The inverted pendulum problem is cited very often in the literature about robotics. The reason is, that it is a simple underactuated kinematic chain which can become very difficult to solve. The inverted pendulum problem is from the same category like “Ball on a beam” task. In both cases, the system has an actuator which provides a force, but the system has also a freely movable joint which can’t influenced directly. How can we solve the issue elegant?
The first thing to do is not to focus on a certain technique like neural networks or q-learning but the first thing to do is define the difference between the AI controller and the prediction engine. The AI controller is something which can control the pendulum. It is activated and it will bring the pendulum into the upward position. The more interesting part is the prediction engine which is a subpart of the AI controller. The terms in the literature are sometimes a bit confussing. In control theory books the prediction engine is often cited as a “system identification”. In gaming oriented communities this software module is called the physics engine. If we want to solve the inverted pendulum problem we have to focus on this part.

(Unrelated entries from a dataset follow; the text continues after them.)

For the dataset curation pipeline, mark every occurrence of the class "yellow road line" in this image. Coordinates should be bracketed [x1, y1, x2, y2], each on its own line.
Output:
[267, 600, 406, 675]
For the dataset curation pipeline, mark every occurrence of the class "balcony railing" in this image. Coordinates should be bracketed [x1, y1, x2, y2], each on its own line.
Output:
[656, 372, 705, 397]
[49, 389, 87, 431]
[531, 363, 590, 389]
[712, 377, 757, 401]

The first question is, why do we need to predict the system, if we only want to figure out what the correct motor control command is. Isn’t it more easier to create the AI Controller directly, for example in the form “If angle newangle=-10, velocity=-2
What does that mean? It describes the behavior of the pendulum. It predicts a future state. On the left side of the equation is the current status given. On the right side the consequence. The funny thing that from a perspective of an AI Controller, this prediction is useless, because it doesn’t answer the question how to bring the pendulum upwards. But with a detailed look the equation is more powerful than expected first. Because it answers the given what result a given control signal will produce. In the reinforcement learning literature, the concept is called model-based reinforcement learning. The model is the prediction model.
But why do we need such a model, isn’t the environment in which the pendulum task is moving able to provide the physics engine? Yes and no. It is correct, that Box2d can simulate a pendulum. This is called the environment or the game. But it is not possible to create the controller directly.
The picture shows the principle of model predictive control. There are two physics engines available, the main one at the bottom which simulates the game. And a second one which has to be created from scratch and the process in doing so is called “System identification”. The good news is, that after the system identification was successful, the inverted pendulum problem is solved, there are not further challenges. The prediction model can be used very easily for building the AI controller. And the AI controller will bring the system into any desired state. What exactly is system identification? In the game theory, there are two problems discussed, the first one is how to play an existing game, for example tictactoe and the second one is how to learn the game rules for an unknown game. Learning the game rules is equal to system identification. A game is different from an AI controller. A game provides options. That a possible action sequences. For example, the Tictactoe game provides the option to place a figure on one of the 9 fields. The the game engine will mark the field as non-empty, which reduces the options for the next player. A prediction engine for the inverted pendulum works the same way.
Let us make the advantages of a prediction engine more clear on the problem of driving a car. What programmers sometimes belief is that a self-driving car has to provide a certain reaction. For example, if the traffic light is red, the car has to stop. This kind of input-output relation ship is shown in reality, that means, the car approaches the situation, the light is red and as a consequence the car will stop. But this kind of rule is not what drivers are using for generating the action. What a good driver is doing is to calculate alternatives. He answers what-if-question. A possible case is the question what will happen, if the car doesn’t stop at the right light. If the aim is only to generate the next action, this question makes no sense, but if the idea is to understand how driving works than it is important.
Suppose, we are ignoring potential future states of a system and describe only what a car should do in each situation. The result is, that world is no longer predicted accurate. The problem is, that in the reality, each driver should stop at the red light, but he has from a physical perspective more options. He can – in theory – decide to ignore the red light. The traffic system in general won’t prevent such cases. If a driver moves on the cross even he is not allowed to do so, the game won’t freeze because the driver has made a mistake. In contrast, the traffic system will run ahead. The result is an accident. To the explain it more clear. If a large group of poential actions are ignored, the system identification is not complete. It is important to say for each situation what the outcome is, no matter if a car has stopped at the light or not.